India and Bhutan share customarily warm and friendly relationship which is fairly trouble free when compared with other South Asian neighbours. Although in 1949, India recognized full sovereign status of Bhutan and treaty of 1949 was freely negotiated by Bhutan, time and again, demand of its review has taken place considerably. The most important provision was embodied in Article 2, “that the government of India would undertake to exercise no interference in the internal administration of Bhutan. On its part government of Bhutan agrees to be guided by the advice of Government of India regarding its external relations”.
It is, incorrect to assume that Bhutan signed 1949 treaty under any kind of diplomatic or political pressures from the side of India. Since Bhutan had lived in a state of isolation, largely because of geographical reasons, but also due to psycho-cultural inhibitions which the people in the region had developed has adjusted to accommodate. While Bhutan’s main concern was restoration of the Dewangiri hill strip on the frontier with India. Bhutan got what it wanted: autonomy in internal affairs while agreeing to be guided by India in external affairs.
In keeping with abiding ties of close friendship and cooperation between Bhutan and India, the Government of the Kingdom of Bhutan and the Government of the Republic of India cooperate closely that neither Government allowed the use of its territory for activities harmful to the national security and interest of other. Irrespective of contemporary geopolitical pulls and pressure, the Kingdom of Bhutan remained unshaken. When His Majesty the King Jigme Singye Wangchuk personally led his troops to fight against insurgent groups of North East, India, it meant to protect security of both India and Bhutan.

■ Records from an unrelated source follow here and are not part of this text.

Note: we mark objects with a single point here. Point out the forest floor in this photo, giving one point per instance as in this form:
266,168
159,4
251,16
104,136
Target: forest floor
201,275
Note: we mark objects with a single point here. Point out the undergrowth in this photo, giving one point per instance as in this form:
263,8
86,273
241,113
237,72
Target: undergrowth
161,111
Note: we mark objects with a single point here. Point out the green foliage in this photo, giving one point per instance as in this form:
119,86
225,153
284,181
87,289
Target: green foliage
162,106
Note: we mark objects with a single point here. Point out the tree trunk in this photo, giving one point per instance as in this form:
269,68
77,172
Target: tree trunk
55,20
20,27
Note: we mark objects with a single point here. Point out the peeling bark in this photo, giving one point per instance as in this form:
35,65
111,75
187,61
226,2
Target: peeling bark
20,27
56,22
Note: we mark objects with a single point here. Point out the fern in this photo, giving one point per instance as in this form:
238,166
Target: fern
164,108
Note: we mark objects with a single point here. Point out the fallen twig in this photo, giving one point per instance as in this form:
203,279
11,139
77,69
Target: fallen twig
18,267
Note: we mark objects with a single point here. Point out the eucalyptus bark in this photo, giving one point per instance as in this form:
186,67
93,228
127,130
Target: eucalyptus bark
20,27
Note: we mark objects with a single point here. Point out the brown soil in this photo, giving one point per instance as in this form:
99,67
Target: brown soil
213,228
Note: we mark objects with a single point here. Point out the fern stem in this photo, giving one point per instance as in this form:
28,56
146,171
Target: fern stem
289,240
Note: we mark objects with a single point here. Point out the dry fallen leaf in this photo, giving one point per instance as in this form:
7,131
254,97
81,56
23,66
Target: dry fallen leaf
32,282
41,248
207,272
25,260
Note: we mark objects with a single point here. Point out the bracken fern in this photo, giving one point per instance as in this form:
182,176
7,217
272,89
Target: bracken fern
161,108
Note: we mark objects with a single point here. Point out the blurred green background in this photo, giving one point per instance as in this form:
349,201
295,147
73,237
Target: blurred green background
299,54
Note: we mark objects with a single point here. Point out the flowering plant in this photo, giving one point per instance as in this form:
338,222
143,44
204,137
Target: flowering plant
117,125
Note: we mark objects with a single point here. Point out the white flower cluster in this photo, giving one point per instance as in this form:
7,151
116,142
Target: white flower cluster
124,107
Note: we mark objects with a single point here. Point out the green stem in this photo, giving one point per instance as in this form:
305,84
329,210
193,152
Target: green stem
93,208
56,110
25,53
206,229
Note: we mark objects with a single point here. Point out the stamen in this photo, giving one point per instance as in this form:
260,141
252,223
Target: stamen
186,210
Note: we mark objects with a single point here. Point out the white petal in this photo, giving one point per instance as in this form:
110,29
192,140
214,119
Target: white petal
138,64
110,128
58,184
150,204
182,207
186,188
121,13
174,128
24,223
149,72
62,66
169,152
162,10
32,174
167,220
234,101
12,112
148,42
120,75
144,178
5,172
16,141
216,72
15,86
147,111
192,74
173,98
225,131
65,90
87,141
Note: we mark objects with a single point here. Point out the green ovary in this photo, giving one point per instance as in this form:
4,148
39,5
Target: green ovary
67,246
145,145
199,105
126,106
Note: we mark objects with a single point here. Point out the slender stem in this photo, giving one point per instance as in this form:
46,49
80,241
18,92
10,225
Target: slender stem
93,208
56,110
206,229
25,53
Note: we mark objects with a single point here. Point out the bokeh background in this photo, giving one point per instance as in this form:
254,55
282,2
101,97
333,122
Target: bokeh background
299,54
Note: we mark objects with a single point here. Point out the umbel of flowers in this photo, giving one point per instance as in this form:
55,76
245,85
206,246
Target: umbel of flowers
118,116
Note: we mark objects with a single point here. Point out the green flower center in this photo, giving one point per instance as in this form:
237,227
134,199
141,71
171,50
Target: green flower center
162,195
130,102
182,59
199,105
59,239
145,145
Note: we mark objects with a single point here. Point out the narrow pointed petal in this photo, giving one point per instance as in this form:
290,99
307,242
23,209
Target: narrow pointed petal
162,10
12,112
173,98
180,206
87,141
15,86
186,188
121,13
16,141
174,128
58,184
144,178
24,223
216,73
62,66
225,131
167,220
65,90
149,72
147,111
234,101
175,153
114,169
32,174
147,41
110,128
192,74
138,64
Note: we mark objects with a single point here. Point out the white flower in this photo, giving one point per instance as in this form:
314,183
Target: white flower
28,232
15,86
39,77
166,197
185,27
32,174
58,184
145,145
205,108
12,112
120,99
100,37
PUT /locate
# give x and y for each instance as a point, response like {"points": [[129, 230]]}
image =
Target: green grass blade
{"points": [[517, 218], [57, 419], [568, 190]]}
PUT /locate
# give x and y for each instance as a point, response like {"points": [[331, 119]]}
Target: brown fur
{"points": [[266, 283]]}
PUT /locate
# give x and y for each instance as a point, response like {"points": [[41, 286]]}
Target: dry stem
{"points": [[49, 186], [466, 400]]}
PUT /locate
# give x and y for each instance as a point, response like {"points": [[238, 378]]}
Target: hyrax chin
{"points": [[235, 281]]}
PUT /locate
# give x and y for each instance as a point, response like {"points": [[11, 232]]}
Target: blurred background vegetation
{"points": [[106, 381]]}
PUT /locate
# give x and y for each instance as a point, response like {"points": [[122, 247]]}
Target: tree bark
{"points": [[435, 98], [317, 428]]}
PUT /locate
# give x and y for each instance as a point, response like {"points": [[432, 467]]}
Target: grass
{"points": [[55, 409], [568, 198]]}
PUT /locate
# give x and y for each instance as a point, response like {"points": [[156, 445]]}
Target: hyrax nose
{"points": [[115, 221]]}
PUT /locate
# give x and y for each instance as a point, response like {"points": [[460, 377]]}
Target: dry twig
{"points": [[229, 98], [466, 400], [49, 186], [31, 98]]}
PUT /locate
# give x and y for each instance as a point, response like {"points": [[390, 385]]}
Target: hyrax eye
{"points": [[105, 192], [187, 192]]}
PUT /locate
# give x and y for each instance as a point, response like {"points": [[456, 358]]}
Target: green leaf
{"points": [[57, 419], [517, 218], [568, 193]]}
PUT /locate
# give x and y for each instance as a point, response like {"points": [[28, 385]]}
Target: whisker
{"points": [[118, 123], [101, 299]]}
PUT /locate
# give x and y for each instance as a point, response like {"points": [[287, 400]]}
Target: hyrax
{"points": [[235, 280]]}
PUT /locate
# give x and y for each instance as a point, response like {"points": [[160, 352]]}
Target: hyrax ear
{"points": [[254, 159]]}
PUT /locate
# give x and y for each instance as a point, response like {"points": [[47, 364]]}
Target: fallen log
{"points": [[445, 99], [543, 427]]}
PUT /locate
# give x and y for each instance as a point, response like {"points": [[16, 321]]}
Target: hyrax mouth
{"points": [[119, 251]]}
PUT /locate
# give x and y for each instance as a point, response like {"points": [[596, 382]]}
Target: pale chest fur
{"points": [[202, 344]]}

In spite of it, after signing the treaty of 2007, Bhutan and India entered in a new phase of partnership. The treaty can also be called framework for future interaction, highlighting cooperative partnership between Indo- Bhutan and is perhaps the only bilateral engagement in South Asia which has transcendent beyond us. And Bhutan’s economy has grown substantially over the past years. Among India’s South Asian neighbours, Bhutan remains as an example of bilateralism in India’s neighbourhoods. It remains its largest trading partners. India from time to time has supported Bhutan’s developmental effort. Even liquidity crunch has been haunting Bhutan for the past few years, but it has managed it so far with Indian intervention.
The visit of Prime Minister Modi voiced emphatically when he spoke to the joint session of Bhutan’s parliament during his first foreign visit after assuming the office. For example, his point on “Terrorism Divides, Tourism Unites” highlights the importance of creating a web of development plans with Bhutan. He also made commitment to help Bhutan in transactional area such as in education, sports, e-libraries, Himalayan Studies etc. However, these areas are to craft the special relation India and Bhutan to cement further in bilateral engagement in South Asia.
Bhutan and India, however, have developed a good tie that is functional and operational when looked from the perspective of state behaviours’. This difference is very striking when put into contrast to all the countries in South Asia. The two countries have salvaged not into impeding crisis, and have creep into the relationship. There has been understanding in the ominous trends which in fact was important to grasp the issues from a broader perspective that shapes the processes at work. Indo- Bhutan relationships are successful when the mutual differences get resolved without the need for either side making compromises on its core national values and interests with the continuing friendship of brotherhood has cemented mutual trust and confidence “Bharat to Bhutan, Bhutan to Bharat”.